The community recognition policy is in place to bring “public awareness to special occasions and events which enhance the health, welfare, safety and cultural diversity of the community.”

The policy’s purpose is to recognize individuals, groups, and businesses for their “exemplary commitment to demonstrating excellence which contributes to enriching the quality of life in Didsbury."

During the Nov. 10 council meeting, Coun. Bill Windsor spoke against the motion.

“This is an individual who this council stripped the community leadership role to the Canada 150 celebration because he deliberately and maliciously attempted to sabotage council’s recreation survey,” said Windsor. 

“Council also approved invoicing this individual for the staff time costs associated with identifying and filtering that attempted sabotage; an invoice that remains outstanding.”

Windsor said he would not be voting in support of the motion.

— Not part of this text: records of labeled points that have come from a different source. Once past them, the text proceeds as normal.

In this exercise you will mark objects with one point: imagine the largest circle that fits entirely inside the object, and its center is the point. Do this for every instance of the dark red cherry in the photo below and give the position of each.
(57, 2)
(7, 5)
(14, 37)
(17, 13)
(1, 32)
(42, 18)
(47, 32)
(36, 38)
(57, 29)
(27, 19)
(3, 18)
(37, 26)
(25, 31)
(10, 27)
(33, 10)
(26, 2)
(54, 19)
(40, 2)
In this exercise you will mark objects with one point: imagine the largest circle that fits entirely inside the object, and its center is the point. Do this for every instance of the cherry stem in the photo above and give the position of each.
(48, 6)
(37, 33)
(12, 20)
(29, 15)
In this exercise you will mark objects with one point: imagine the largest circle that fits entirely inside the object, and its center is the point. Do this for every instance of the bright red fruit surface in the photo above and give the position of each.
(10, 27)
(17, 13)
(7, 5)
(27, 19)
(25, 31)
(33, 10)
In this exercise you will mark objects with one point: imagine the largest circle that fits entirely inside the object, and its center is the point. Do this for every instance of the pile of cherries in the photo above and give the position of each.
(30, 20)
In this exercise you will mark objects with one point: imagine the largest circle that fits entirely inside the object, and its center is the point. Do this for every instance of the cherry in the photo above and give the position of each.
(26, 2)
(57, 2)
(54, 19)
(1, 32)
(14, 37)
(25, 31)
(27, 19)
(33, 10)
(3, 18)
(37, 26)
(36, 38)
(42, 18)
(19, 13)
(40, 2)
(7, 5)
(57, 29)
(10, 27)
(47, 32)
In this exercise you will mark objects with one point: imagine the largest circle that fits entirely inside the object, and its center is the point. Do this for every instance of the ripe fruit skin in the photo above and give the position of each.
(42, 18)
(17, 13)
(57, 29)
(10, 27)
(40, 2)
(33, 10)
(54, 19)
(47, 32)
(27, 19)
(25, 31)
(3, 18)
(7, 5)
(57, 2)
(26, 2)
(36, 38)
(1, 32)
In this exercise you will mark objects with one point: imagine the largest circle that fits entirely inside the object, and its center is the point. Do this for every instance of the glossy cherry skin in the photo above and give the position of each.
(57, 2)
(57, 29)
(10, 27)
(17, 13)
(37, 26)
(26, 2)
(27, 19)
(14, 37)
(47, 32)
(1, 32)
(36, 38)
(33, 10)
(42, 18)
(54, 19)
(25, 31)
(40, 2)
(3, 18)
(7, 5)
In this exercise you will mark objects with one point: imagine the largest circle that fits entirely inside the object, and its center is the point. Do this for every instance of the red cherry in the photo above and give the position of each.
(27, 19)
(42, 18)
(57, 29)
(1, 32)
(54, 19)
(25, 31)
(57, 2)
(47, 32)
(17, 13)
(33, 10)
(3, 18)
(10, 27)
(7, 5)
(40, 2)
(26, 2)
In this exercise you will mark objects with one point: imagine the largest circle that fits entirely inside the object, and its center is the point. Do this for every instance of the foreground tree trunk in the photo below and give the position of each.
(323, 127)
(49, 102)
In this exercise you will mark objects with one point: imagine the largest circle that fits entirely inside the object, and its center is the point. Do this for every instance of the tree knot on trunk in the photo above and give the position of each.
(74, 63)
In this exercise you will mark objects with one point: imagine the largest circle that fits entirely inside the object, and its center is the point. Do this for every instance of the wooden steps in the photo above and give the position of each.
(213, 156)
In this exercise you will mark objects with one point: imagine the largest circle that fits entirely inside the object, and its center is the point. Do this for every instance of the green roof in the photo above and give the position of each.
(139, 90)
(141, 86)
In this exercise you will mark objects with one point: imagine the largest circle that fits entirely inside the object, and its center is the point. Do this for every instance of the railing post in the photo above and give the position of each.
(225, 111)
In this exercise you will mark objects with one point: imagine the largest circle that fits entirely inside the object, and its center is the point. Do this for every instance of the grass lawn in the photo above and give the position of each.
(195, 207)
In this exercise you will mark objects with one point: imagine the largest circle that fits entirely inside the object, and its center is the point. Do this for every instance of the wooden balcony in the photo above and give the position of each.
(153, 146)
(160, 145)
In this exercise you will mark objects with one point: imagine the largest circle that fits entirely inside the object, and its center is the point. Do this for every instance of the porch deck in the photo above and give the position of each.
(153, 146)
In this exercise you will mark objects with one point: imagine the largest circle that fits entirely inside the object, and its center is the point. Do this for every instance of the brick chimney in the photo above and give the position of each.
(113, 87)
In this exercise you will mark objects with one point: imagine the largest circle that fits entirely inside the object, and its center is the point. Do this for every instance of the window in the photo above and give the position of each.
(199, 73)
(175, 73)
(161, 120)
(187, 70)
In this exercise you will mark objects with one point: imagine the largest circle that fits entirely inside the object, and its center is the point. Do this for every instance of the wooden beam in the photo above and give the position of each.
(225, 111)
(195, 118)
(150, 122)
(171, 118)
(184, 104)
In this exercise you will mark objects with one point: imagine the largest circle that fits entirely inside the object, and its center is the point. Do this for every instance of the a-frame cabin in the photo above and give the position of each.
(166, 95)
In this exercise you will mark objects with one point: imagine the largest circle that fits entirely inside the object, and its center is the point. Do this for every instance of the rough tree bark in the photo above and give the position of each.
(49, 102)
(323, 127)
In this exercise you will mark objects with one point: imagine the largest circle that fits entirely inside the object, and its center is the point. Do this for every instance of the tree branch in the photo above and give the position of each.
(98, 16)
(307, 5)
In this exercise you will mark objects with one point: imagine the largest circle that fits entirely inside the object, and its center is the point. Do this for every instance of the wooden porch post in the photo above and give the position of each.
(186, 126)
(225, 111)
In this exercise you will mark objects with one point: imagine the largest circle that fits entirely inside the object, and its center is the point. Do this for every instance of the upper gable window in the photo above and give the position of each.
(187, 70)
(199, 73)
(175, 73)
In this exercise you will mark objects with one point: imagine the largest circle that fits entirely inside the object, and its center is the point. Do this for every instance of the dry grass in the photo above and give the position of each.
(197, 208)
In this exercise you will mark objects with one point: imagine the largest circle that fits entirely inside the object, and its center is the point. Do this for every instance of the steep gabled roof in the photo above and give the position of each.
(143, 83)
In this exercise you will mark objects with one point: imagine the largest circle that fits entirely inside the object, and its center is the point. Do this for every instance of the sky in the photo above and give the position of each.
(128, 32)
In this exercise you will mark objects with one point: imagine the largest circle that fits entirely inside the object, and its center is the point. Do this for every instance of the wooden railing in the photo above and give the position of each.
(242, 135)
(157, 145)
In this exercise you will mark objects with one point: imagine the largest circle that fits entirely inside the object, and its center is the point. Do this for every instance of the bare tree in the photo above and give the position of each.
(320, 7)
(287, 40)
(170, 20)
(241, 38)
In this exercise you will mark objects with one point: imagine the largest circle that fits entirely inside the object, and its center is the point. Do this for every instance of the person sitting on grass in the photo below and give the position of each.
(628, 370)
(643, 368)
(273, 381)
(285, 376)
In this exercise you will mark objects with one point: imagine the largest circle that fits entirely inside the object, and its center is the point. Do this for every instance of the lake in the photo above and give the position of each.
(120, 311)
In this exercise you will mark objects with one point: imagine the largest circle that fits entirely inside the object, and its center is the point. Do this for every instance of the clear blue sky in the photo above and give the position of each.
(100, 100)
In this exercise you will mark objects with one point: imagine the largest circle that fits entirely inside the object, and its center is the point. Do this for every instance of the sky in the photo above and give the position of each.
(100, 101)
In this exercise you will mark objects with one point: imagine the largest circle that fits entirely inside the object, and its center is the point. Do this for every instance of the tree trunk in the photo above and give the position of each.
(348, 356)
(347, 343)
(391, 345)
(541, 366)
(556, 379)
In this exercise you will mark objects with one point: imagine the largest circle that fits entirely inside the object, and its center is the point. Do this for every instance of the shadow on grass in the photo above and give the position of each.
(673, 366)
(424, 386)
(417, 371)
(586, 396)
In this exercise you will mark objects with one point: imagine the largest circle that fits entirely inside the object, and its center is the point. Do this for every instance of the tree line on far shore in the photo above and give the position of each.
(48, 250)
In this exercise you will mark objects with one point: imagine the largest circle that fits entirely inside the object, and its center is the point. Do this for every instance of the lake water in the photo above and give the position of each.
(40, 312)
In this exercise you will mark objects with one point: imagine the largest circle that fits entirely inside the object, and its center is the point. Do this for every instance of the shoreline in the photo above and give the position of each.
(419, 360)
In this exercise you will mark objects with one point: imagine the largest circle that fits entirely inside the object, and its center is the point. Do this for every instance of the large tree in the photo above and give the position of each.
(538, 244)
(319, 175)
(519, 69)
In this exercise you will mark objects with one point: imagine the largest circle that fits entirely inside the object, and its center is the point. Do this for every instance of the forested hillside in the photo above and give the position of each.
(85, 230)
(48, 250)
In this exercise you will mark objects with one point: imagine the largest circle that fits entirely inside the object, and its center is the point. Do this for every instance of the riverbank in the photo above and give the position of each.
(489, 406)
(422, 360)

“This is an individual who continuously criticizes, attacks and conjurors distain towards this council in news and social medias,” he said. “Giving recognition would be a public embarrassment, disrespected the efforts and energies of a multitude of other volunteers in our community and our town staff. I cannot support this motion.”

None of the other councillors commented on the motion during the council meeting. In calling the vote, Town of Didsbury Mayor Rhonda Hunter did not say who voted for or against.

Following the meeting, Hunter said the vote was five for and two against. 

As part of the award, Bentley will receive a letter of recognition from the mayor on behalf of council.

For his part, Bentley has said he undertook the Moose Project to promote community spirit.

“It’s all about putting smiles on people’s faces,” said Bentley.

In May 2019, Bentley sent a letter to the Town of Didsbury taking responsibility for submitting 766 responses to the recreation survey, which ran from March 18 to April 19, 2019.

“I am writing today to confirm I, and only I, am responsible for the submission of additional outlying plan survey results beyond my own,” he said in the letter.